Dans le train, mon sentiment était plutôt mitigé, j’étais contente de pouvoir retourner à Tokyo, la ville où j’ai passé deux semaines seule puis deux semaines avec un ami, où j’ai rencontré tellement de personnes de tellement d’horizons différents, où j’ai combattu nombre de phobies, où on ne s’ennuie jamais. La ville où je suis tombée amoureuse.

  • Arrivée à Tokyo, j’ai pris le métro, me basant sur mes souvenirs datant de deux ans auparavant, je suis sortie à ce qui me semblait être le bon arrêt, et je me suis perdue.
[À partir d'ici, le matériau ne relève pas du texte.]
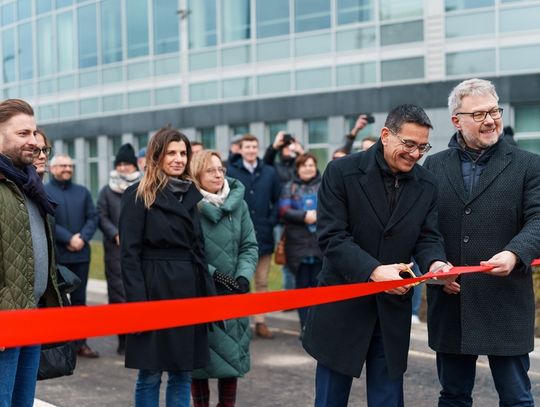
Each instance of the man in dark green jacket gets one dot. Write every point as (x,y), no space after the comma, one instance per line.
(27,272)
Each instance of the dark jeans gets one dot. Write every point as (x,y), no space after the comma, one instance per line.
(18,376)
(306,277)
(457,374)
(332,389)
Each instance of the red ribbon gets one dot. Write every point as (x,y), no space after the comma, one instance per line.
(28,327)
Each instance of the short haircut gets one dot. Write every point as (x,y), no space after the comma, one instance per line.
(470,87)
(402,114)
(13,107)
(248,137)
(301,159)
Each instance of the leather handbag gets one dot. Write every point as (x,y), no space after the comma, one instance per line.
(279,254)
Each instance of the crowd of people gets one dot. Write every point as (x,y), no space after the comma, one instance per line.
(178,221)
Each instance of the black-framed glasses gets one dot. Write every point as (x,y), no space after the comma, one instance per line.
(410,146)
(45,150)
(480,116)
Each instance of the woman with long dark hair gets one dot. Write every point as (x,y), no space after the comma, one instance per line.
(162,257)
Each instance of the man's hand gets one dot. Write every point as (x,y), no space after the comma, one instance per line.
(360,123)
(310,217)
(387,272)
(503,263)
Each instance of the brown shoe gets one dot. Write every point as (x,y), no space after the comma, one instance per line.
(86,351)
(262,331)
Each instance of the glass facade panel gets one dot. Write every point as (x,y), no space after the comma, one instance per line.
(354,11)
(203,91)
(137,28)
(402,69)
(8,55)
(317,78)
(235,21)
(87,30)
(236,56)
(167,66)
(317,131)
(452,5)
(166,33)
(208,137)
(470,62)
(520,19)
(202,23)
(202,60)
(113,102)
(26,55)
(236,87)
(89,106)
(470,24)
(45,47)
(272,18)
(66,49)
(512,58)
(111,31)
(394,9)
(355,39)
(316,44)
(274,83)
(167,96)
(268,51)
(356,74)
(138,70)
(411,31)
(311,15)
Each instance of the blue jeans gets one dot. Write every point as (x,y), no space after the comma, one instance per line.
(457,374)
(332,389)
(18,376)
(147,389)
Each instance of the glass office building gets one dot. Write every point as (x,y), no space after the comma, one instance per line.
(101,73)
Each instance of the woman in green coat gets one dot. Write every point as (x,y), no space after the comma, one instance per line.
(231,252)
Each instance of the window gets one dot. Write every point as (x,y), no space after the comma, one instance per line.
(137,28)
(235,20)
(111,34)
(311,15)
(202,23)
(272,18)
(402,69)
(470,62)
(166,33)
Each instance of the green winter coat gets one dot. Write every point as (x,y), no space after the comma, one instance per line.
(16,253)
(231,248)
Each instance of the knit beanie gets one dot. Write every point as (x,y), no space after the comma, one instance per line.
(125,154)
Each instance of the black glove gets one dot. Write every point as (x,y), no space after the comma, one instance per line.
(226,281)
(243,284)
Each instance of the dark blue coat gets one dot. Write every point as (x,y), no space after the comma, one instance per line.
(262,195)
(75,213)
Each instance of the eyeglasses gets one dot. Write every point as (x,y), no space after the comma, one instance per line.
(410,146)
(44,150)
(480,116)
(216,171)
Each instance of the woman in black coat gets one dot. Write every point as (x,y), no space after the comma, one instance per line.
(163,258)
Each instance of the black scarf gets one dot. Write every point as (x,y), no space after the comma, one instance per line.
(29,183)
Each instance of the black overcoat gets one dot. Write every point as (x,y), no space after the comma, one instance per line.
(357,233)
(492,315)
(162,257)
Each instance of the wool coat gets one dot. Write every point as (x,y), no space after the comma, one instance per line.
(262,195)
(231,248)
(357,233)
(491,315)
(162,258)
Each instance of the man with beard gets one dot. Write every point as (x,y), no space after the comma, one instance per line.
(489,213)
(27,265)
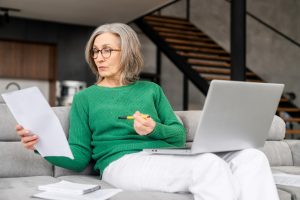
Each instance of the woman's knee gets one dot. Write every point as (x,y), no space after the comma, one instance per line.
(251,156)
(210,160)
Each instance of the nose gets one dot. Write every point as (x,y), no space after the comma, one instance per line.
(100,58)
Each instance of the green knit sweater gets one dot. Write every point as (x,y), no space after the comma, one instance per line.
(97,133)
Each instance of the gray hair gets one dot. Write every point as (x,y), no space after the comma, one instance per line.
(131,56)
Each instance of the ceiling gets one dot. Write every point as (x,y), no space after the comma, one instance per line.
(82,12)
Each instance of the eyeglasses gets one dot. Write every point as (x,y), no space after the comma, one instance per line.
(106,52)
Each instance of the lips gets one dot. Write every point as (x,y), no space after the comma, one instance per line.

Sans 4G, ne parvenant pas à me souvenir du nom de l’arrêt que je recherchais, je suis sortie et j’ai marché trèèèèèès longtemps jusqu’à arriver à Ueno. Et de là, j’ai enfin retrouvé mon chemin.

J’avais envie de voir la Takeshita dori, la porte super colorée de la Takeshita street, une rue bondée, colorée, le paradis des gens au style alternatif.
Je n’y avait pas vraiment prêté attention la première année, comme je refusais de faire quoi que ce soit d’un temps soit peu trop touristique.

Ici c’est bien simple, Pastel goth, Visual, Lolita, drag queens,.. On trouve tout ce qu’il faut pour (sur) consommer.

Comment ça, je prend un ton accusateur?

Comme je ne suis pas forcément intéressée par les magasins, j’ai directement foncé vers une échoppe de crêpes. J’avais toujours eu envie de goûter les fameuses crêpes Japonaises, fourrées à la glace, au gâteau et à la crème fraiche, tout ce que mon corps intolérant au lactose aime.

J'ai opté pour une crêpe caramel et cheese cake, une pure merveille qui m'aura valu quelques crampes d'estomac, mais qui en valait la peine, et de loin.
  • J’ai flâné à gauche à droite, comme un fantôme. Honnêtement, je me sentais seule et minuscule dans cette foule de gens. La plupart étaient ici en couple, en groupe d’amis, couraient partout riaient. Et j’étais seule. Alors comme toute personne normalement constituée, j’ai cherché une autre échoppe de nourriture.

En me baladant dans la rue, je croise soudain une petite devanture bleue ciel de laquelle les clients sortent avec une magnifique barbe à papa arc-en-ciel. Du sucre, et des couleurs, exactement ce dont j’avais besoin.

Je suis rentrée dans ce.. magasin? Qui vendait des tas et des tas de bonbons à un prix exorbitant. Clairement, je n’étais pas là pour ça, mais j’ai trouvé ça très intelligent de leur part de mettre des étals de bonbons dans le couloir où les touristes et Japonais font parfois la file pendant 30 minutes.

Après une attente interminable et deux tentatives de fuite avortées, j’ai finalement commandé et reçu ma merveilleuse barbe-à-papa.
J’ai tenté de la prendre en photo devant la devanture, mais des gardes m’ont gentiment dit de passer mon chemin. Voici donc une photo de vieille barbe-à-papa qui a eu très chaud, prise dans une ruelle paumée pas trop loin de Takeshita Street.

J’ai pris très peu de photos de cette journée, ce n’était pas un jour très favorable à mon esprit. J’étais perdue, dans mes sentiments, dans mes envies, mes projets, seule parmi la foule et triste. Je suis allée prendre une dernière photo au Tokyu Plaza, un centre commercial qui possède un hall vraiment magnifique !

Après deux heures et demie sur place, j’ai repris le train pour Kyoto.
Tokyo, seule, c’était vraiment loin d’être ce que j’avais pu vivre en guesthouse. Je regardais par la fenêtre, assise en contre-sens, regardant Tokyo s’éloigner, emportant mon passé au loin.

Je n’ai pas pu m’empêcher de laisser couler les larmes sur mes joues. Ma vie avait définitivement changé, je n’étais plus la personne que j’avais été, j’avais fait de mauvais choix, je m’étais déçue. Et cette journée n’avait fait que confirmer mes pensées : J’avais choisi la mauvaise personne.

De retour à Kyoto, je suis rentrée à la maison, et je n'étais plus seule.